The Government of Ghana has shot down incessant calls by Western leaders for the legalisation of homosexuality.
The UK Prime Minister Theresa May Tuesday called on African leaders attending the Commonwealth Heads of government meeting in London to decriminalise homosexuality in their various countries.
It is wrong, according to her, for homosexuals to be persecuted for their sexual orientation, offering her country's readiness to help African countries to reform their laws to accommodate the interest of homosexuals.
Her call comes on the back of a similar one by the Danish Ambassador to Ghana, Tove Degnbol who called on Ghanaians to respect the rights of gays and lesbians.
May's call was followed by the United Nation's Special Rapporteur on Extreme Poverty and Human Rights, Prof. Philip Alston who described Ghana's Speaker of Parliament, Prof. Mike Oquaye, as delusional over his opposition to the legalization of homosexuality in Ghana.
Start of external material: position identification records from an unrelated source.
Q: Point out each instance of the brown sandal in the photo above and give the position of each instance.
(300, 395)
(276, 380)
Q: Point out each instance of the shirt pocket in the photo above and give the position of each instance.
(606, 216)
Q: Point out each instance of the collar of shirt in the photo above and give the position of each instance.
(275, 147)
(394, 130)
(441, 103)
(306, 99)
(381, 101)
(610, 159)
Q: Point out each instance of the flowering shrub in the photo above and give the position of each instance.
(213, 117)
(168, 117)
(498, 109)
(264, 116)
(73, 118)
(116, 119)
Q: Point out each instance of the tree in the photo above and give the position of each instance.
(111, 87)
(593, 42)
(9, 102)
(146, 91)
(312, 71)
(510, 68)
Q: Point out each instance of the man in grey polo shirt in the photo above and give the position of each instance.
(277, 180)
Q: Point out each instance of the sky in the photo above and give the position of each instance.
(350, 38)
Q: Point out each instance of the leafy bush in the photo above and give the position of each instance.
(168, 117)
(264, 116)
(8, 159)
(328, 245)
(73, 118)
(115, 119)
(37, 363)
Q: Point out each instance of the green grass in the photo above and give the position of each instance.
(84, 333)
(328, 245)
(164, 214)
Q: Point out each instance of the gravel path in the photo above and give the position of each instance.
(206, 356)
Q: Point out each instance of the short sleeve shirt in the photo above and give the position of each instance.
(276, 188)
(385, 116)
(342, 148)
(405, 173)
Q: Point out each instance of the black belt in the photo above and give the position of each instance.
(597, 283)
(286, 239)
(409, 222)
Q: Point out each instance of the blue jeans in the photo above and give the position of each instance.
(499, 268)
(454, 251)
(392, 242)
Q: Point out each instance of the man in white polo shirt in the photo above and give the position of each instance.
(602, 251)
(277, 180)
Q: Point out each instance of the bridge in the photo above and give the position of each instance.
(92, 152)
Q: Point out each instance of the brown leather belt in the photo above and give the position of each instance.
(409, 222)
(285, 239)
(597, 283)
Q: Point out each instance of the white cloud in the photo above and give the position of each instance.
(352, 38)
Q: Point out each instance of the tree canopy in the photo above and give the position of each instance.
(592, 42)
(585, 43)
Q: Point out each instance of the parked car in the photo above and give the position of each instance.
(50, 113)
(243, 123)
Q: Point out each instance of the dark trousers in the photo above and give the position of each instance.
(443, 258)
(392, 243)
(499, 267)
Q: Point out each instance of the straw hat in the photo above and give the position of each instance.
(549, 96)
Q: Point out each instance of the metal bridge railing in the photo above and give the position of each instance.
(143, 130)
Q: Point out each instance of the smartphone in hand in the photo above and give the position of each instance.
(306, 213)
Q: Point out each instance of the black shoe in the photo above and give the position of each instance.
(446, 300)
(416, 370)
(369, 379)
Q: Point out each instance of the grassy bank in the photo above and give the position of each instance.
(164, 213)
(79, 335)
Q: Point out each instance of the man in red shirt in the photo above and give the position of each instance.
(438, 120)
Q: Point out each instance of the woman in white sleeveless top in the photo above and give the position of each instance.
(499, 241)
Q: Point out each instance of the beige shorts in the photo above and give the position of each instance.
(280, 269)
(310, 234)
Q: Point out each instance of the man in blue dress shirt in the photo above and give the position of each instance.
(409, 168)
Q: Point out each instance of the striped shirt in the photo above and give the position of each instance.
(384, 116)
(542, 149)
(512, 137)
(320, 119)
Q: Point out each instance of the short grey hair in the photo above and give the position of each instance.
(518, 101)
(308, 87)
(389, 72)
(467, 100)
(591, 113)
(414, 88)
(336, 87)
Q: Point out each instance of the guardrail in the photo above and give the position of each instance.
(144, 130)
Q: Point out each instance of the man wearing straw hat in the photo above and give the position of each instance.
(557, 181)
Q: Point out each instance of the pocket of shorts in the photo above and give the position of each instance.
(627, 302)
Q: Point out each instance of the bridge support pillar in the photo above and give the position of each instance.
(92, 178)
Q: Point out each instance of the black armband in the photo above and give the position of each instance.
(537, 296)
The National Coalition for Proper Human Sexual Rights and Family Values has vowed to oppose any attempt at legalizing homosexuality in Ghana declaring: "We going to make this a political issue... we are going to campaign against all political parties in this country that will not openly defend the right of Africans to believe in what we believe in, because that is our custom and we have the right to do so."
Commenting on the calls by the UK Prime Minister and the UN Special Rapporteur, the Information Minister Mustapha Hamid said as far as Ghanaian law, tradition and customs are concerned "gayism and lesbianism are un-Ghanaian."
"And therefore, really, it is difficult to see how foreign interest can impose foreign cultures on us. So as far as, I am concerned... it is a non-issue," he added.